Name: Cercei – Female

Species: Northern Goshawk

Liberty Arrival: May 2011/Juvenile

Injury/Condition: Fractured right wing

The veterinarian who brought Cercei to Liberty Wildlife had kept the injured bird until the wing healed. Our medical examination found that the left wing also had damage and there was severe feather damage to both healed wings. Determination of her flight abilities had to be delayed for a year until new feathers came in following the annual molt. During the subsequent flight testing, Cercei still was unable to fly any distance. Additional x-rays showed that during the year, both right wing and left wings had changes to the bone structures. Despite physical therapy, the anomalies continued to limit the extension of her wings, allowing her to fly only short distances. Non-releasable now, Cercei was reassigned to the education team.

Northern Goshawk Facts

In addition to being North America’s largest accipiter, the northern goshawk is the most widely distributed accipiter in the world.  They are found throughout the mountains and forests of NorthAmerica and Eurasia.

Life span: The oldest known northern goshawk was at least 17 years, 7 months old, based on banding records from Michigan. One review reports a captive northern goshawk living 19 years.

Prey: The goshawk is a powerful hunter capable of killing an extremely wide variety of birds and mammals of varying sizes. Depending on where they live, prey species include mice, shrews, chipmunks, jackrabbits, squirrels, raccoons, foxes, geese, doves, woodpeckers, and crows. Known as a predator of other birds of prey, northern goshawks have been documented hunting red-tailed hawks, owls, and kestrels.

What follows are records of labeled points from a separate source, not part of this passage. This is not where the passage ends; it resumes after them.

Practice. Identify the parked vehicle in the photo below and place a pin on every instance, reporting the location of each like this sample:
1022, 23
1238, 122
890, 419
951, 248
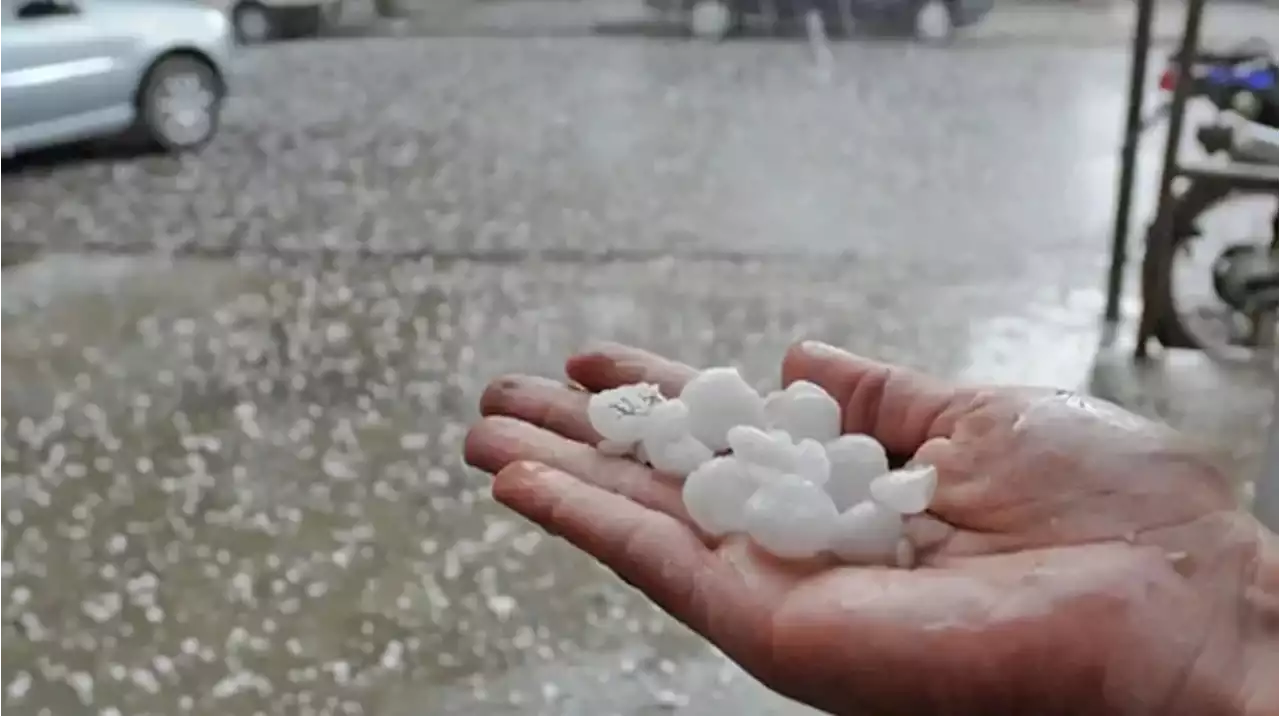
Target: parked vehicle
924, 19
1243, 85
263, 21
78, 69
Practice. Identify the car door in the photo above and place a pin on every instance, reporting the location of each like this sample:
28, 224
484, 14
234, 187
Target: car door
60, 72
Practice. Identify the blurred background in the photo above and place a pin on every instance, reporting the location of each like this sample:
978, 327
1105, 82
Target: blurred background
240, 349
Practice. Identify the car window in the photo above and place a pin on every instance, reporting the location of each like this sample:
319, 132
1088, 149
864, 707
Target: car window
40, 9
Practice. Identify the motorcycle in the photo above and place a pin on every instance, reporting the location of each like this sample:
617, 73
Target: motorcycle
1243, 83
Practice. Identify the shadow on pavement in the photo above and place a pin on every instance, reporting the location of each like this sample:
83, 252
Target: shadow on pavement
53, 158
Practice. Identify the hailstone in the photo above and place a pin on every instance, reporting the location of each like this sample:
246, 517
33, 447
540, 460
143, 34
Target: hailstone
621, 414
716, 496
855, 461
753, 445
867, 533
791, 518
679, 457
812, 463
804, 410
718, 398
908, 491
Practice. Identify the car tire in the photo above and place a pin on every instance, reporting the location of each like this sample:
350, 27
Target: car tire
933, 22
179, 104
711, 19
254, 23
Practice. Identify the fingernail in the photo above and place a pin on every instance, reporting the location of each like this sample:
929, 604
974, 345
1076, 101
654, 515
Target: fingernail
817, 349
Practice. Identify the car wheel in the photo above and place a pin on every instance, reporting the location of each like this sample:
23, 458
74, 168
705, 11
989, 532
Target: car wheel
711, 19
254, 23
933, 22
181, 104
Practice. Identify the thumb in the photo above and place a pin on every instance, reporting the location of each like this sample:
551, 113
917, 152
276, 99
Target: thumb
895, 405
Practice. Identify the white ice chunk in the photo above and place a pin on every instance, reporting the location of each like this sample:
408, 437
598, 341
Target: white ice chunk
867, 533
616, 448
805, 387
791, 518
753, 445
716, 496
667, 422
804, 410
679, 457
718, 398
621, 414
812, 461
855, 461
908, 491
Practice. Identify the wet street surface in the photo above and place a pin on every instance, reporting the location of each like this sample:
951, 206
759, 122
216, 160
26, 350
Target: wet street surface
233, 391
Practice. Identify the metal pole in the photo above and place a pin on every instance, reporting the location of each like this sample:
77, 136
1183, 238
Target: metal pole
1129, 156
1266, 489
1159, 240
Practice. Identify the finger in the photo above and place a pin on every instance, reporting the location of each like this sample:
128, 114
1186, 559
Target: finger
609, 365
542, 402
497, 442
649, 550
954, 466
897, 406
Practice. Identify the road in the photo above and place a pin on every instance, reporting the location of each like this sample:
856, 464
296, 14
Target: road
233, 483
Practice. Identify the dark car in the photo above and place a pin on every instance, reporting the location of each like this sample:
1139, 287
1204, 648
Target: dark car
926, 19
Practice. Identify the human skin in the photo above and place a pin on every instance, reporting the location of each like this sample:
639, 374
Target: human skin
1077, 559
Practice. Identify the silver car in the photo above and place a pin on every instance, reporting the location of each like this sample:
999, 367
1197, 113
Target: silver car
78, 69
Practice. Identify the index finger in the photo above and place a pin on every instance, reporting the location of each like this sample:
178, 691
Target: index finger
895, 405
609, 365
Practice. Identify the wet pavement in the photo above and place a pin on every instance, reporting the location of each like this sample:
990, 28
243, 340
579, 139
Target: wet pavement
232, 477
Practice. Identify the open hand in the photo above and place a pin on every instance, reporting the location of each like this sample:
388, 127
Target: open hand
1077, 559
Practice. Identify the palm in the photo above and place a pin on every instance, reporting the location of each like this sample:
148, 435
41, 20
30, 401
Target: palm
1040, 537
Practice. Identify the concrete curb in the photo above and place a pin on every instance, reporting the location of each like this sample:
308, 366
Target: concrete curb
1029, 22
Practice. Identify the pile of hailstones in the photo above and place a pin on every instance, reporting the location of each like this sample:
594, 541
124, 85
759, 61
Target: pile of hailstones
775, 468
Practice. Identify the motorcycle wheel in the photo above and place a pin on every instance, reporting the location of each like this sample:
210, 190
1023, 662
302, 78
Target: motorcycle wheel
1157, 278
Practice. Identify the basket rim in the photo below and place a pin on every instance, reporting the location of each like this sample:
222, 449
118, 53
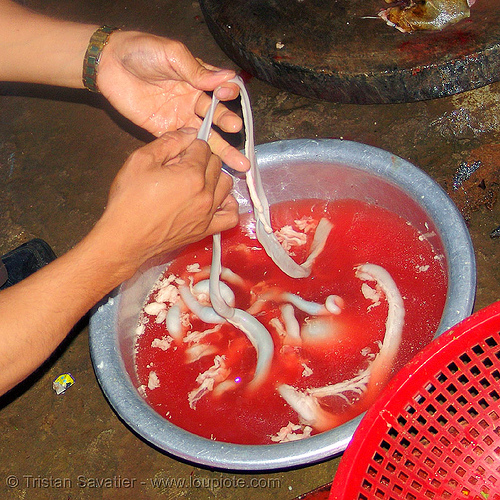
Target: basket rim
409, 379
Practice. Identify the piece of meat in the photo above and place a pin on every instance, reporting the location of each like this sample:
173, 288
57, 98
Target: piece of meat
417, 15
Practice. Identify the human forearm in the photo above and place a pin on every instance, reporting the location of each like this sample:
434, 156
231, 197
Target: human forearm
169, 193
37, 313
37, 49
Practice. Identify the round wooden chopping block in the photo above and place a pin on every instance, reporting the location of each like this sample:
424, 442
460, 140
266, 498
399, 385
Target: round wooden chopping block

Babies/Nests: Northern goshawks usually choose the largest trees in a stand for nest sites, placing the nest next to the trunk on a large horizontal branch or in a primary or secondary crotch.  Goshawks often re-use nests from previous years or appropriate nests of other accipiters. They are monogamous, and pairs typically lay a single clutch of three to four eggs each year. The incubation period lasts 35 to 38 days and young goshawks fledge when they are 36 to 42 days old.